The bomb that rocked Manhattan’s Chelsea neighborhood contained residue of an explosive often used for target practice , a federal law enforcement official has said.
The bomb on Saturday night that injured 29 people was made with a pressure cooker, cellphone, Christmas lights and packed with shrapnel – the same construction as an unexploded device found a few blocks away, according to separate reports.
ABC, meanwhile, reported that five people were arrested on Sunday night in connection with Saturday’s explosion following a traffic stop by the FBI and New York police on the Verrazano–Narrows Bridge between Brooklyn and Staten Island.
The evidence of Tannerite – a black powder that can be picked up in many sporting goods stores and is used to mark a shot – may be important as authorities piece together Saturday’s events and examine whether they were linked to a pipe bomb blast in a New Jersey shore town earlier in the day.
New York governor Andrew Cuomo, touring the site of the Manhattan blast, said there did not appear to be any link to international terrorism. He said the second device appeared “similar in design” to the first, but did not provide details.
“We’re going to be very careful and patient to get to the full truth here,” New York’s mayor, Bill de Blasio, a Democrat, said on Sunday. “We have more work to do to be able to say what kind of motivation was behind this. Was it a political motivation? A personal motivation? What was it?
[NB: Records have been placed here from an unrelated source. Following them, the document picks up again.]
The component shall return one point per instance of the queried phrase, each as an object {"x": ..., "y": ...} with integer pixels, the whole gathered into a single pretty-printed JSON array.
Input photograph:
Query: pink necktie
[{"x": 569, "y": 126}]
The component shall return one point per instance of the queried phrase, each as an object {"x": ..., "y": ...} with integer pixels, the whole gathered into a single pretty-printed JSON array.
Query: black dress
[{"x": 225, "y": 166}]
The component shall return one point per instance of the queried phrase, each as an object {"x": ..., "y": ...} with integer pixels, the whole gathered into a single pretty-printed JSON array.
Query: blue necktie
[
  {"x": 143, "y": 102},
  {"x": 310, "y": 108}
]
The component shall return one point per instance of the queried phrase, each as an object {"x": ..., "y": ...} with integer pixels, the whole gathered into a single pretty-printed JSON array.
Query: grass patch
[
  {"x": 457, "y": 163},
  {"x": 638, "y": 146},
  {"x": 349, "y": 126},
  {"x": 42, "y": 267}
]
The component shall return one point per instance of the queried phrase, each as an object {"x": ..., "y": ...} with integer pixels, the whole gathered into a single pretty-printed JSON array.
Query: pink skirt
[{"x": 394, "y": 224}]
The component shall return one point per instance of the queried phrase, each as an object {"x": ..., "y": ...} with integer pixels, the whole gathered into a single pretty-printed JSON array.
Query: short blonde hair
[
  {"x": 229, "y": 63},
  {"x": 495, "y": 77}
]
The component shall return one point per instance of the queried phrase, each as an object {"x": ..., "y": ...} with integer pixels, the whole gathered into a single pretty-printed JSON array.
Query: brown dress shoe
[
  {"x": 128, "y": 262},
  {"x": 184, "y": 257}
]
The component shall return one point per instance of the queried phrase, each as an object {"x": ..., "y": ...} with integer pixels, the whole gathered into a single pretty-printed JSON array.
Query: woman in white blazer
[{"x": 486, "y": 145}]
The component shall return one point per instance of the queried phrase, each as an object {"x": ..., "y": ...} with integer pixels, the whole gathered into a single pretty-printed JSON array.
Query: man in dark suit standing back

We do not know that yet.”
Cell phones were discovered at the site of both bombings, but no Tannerite residue was identified in the New Jersey bomb remnants, in which a black powder was detected, said the official, who spoke to Associated Press on condition of anonymity.
Authorities said the Manhattan bombing and the blast 11 hours earlier at the site of a 5km race to benefit Marines and sailors in Seaside Park, New Jersey, did not appear to be connected, though they were not ruling anything out. The New Jersey race was cancelled and no one was injured.
Officials have not revealed any details about the makeup of the pressure-cooker device, except to say it had wires and a cellphone attached to act as timer.
However, according to the New York Times, the bombs in Manhattan were both filled with “fragmentation material” such as BB pellets or small ball bearings. The report also said that the devices both used pressure cookers, cellphones and Christmas lights as the initiator in the detonation process.
The second device was removed early on Sunday by a bomb squad robot and New York City police blew it up in the Bronx in a controlled explosion on Sunday evening, authorities said.
Homemade pressure cooker bombs were used in the Boston Marathon attacks in 2013 that killed three people and injured more than 260. Tamerlan and Dzhokhar Tsarnaev, the brothers who carried out the attacks, built the devices using instructions found in al-Qaida’s Inspire online magazine.
“The crudity of the devices in all three cases certainly doesn’t point to any group that’s been developing (improvised explosive devices) for years,” said a US official who requested anonymity told Reuters.
The official added that the crude nature of the devices and the apparent low level of planning had some investigators concerned that the blasts were just a test of New York’s security.
“That’s what worries us: Was this some kind of test run, not just of the devices, but also of the surveillance in New York and the response?” the official said.
Technicians at the FBI’s laboratory in Quantico, Virginia, were examining evidence from the Manhattan bombing, described by witnesses as a deafening blast that shattered storefront windows and injured bystanders with shrapnel in the mostly residential neighborhood on the city’s west side. All 29 of the injured people were released from the hospital by Sunday afternoon.
The explosion left many rattled in a city that had marked the 15th anniversary of the September 11 terrorist attacks only a week earlier and where a United Nations meeting to address the refugee crisis in Syria was scheduled on Monday.
“People didn’t know what was going on, and that’s what was scary,” said Anthony Zayas, an actor who was in the Chelsea neighborhood Saturday night when the bomb went off. “You didn’t know if was coming from the subway beneath you, you didn’t know if there were other bombs, you didn’t know where to go.”
The bomb in Manhattan appeared to have been placed near a large dumpster in front of a building undergoing construction, another law enforcement official, speaking on condition of anonymity, told AP.
An additional 1,000 state troopers and members of the National Guard were placed at transit hubs and other points throughout New York and extra police officials were patrolling Manhattan, officials said. Members of the FBI’s joint terrorism task force were investigating the blast along with NYPD detectives, fire marshals and other federal investigators.
Meanwhile, a law enforcement official said federal investigators discounted a claim of responsibility on the social blogging service Tumblr. Investigators looked into it and didn’t consider it relevant to the case, said the official who spoke on condition of anonymity to discuss an ongoing investigation.